GTX 295 is going to sit on top of the lineup, followed by GTX285, remaining stock of GTX280 and abundance of GTX260-216 parts (55nm/65nm combo). Unlike some sites, that claimed that 55nm is a power hog, it is now more than obvious that 55nm GTX260 consumes less power than Radeon 4870 and that is no small feat indeed. After all, RV770 features 999 million transistors, while the GT206 carries whopping 40% more, at 1.4 billion.

Now, if only people in charge of memory controller didn’t made a grave mistake and nuked GDDR5 support for political reasons (back in days, while Nvidia was well… feeling quite egoistic), who knows where the power consumption battle would end. The kicking part is that memory controller people are furious with upper echelons in Graphzilla, because if the company adopted GDDR5 support for the 55nm refresh, GTX295 could feature GDDR5 memory because the traces would be much more simpler to route and there would be no “PCB looking like a maze” issues that every GDDR3-based design has.

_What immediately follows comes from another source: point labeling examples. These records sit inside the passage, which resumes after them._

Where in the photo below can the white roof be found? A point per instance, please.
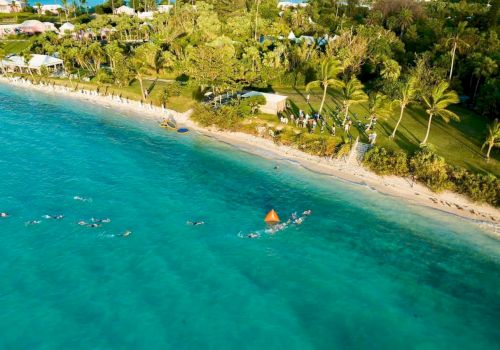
(9, 3)
(269, 97)
(31, 23)
(36, 61)
(165, 8)
(67, 27)
(49, 7)
(287, 4)
(146, 15)
(125, 9)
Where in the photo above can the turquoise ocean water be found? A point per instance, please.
(364, 271)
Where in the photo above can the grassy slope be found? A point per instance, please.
(15, 46)
(459, 143)
(180, 103)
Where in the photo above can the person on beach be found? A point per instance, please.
(55, 217)
(104, 221)
(33, 222)
(195, 223)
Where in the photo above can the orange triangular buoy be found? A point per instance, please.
(272, 217)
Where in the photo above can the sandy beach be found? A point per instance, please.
(350, 170)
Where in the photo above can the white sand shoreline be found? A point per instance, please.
(485, 215)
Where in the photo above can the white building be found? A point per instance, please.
(36, 62)
(7, 29)
(9, 6)
(54, 9)
(125, 10)
(165, 8)
(274, 103)
(67, 28)
(283, 5)
(146, 15)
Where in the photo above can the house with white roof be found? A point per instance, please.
(7, 29)
(67, 28)
(165, 8)
(283, 5)
(9, 6)
(125, 10)
(36, 62)
(274, 103)
(54, 9)
(146, 15)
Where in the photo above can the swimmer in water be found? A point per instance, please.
(104, 221)
(55, 217)
(298, 221)
(33, 222)
(195, 223)
(82, 199)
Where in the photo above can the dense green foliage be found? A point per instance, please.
(396, 69)
(432, 170)
(386, 162)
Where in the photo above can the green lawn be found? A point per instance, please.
(180, 103)
(14, 46)
(459, 143)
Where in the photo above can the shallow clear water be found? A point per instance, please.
(365, 271)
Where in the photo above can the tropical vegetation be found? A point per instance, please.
(422, 75)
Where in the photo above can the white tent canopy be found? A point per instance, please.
(274, 103)
(36, 62)
(67, 27)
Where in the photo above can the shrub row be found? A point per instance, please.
(432, 170)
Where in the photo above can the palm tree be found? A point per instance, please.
(38, 5)
(407, 94)
(486, 67)
(456, 42)
(493, 138)
(84, 4)
(26, 55)
(64, 4)
(405, 19)
(330, 69)
(378, 107)
(390, 70)
(437, 103)
(2, 56)
(351, 93)
(257, 4)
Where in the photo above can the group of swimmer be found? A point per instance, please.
(94, 223)
(293, 220)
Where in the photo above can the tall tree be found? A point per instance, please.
(352, 93)
(330, 69)
(485, 67)
(493, 138)
(378, 107)
(437, 103)
(390, 70)
(456, 42)
(405, 20)
(407, 94)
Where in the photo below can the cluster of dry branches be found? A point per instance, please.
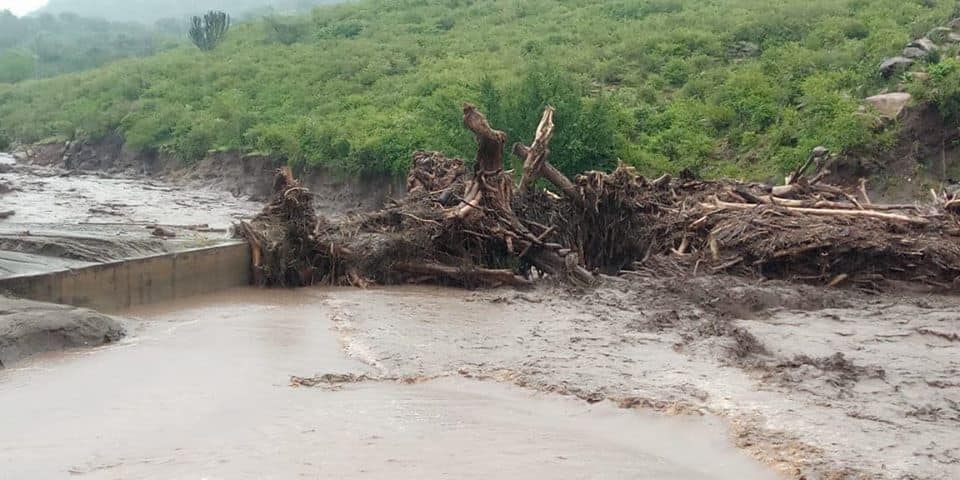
(483, 228)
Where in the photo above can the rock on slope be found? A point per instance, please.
(28, 328)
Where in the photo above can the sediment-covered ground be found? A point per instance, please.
(60, 218)
(28, 328)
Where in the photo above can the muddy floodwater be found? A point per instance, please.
(202, 390)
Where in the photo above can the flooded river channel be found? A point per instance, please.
(201, 389)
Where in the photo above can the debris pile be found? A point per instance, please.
(484, 229)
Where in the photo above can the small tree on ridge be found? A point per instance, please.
(207, 32)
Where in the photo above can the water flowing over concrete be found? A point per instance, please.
(201, 389)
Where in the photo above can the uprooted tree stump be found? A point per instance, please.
(478, 229)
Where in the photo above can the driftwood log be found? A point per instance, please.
(482, 228)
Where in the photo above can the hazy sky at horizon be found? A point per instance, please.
(21, 7)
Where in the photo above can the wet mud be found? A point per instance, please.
(817, 384)
(67, 219)
(29, 328)
(202, 389)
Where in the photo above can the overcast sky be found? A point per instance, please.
(20, 7)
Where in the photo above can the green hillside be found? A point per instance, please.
(736, 87)
(149, 11)
(48, 45)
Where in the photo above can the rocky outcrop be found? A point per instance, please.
(893, 65)
(28, 328)
(890, 105)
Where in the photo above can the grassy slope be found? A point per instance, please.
(655, 83)
(48, 45)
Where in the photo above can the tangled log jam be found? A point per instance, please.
(482, 229)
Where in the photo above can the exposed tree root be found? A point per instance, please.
(481, 229)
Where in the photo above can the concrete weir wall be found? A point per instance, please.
(123, 284)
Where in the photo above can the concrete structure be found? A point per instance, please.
(127, 283)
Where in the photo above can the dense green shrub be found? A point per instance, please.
(45, 45)
(733, 87)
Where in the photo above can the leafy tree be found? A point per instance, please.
(208, 31)
(16, 65)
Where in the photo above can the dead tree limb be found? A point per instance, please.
(827, 212)
(484, 275)
(535, 163)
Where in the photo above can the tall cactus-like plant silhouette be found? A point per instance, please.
(208, 31)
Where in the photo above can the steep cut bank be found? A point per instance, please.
(28, 328)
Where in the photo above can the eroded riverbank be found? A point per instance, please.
(202, 389)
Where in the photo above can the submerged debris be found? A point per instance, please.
(482, 229)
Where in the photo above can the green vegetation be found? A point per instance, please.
(208, 31)
(723, 87)
(47, 45)
(149, 11)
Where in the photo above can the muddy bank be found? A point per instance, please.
(816, 383)
(244, 175)
(69, 219)
(28, 328)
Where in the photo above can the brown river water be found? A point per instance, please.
(201, 390)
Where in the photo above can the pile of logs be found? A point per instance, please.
(486, 228)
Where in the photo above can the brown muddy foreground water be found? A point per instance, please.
(201, 389)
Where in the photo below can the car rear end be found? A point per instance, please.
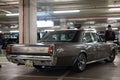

GDDR5 memory is the way to go for the future of this industry and even though GTX295 will have excellent performance, green goblins have only themselves to blame what would happen with GT206 + GDDR5. We won’t know the answer before the GT212 (40nm die-shrink) at earliest.

All we know is that we have a heated battle for the market in the $499 range again. But this time, with two dual-GPU parts with more than 1.5 GB of memory each. Well, ATI has the advantage there, 2GB GDDR5 vs. 1.79GB GDDR3.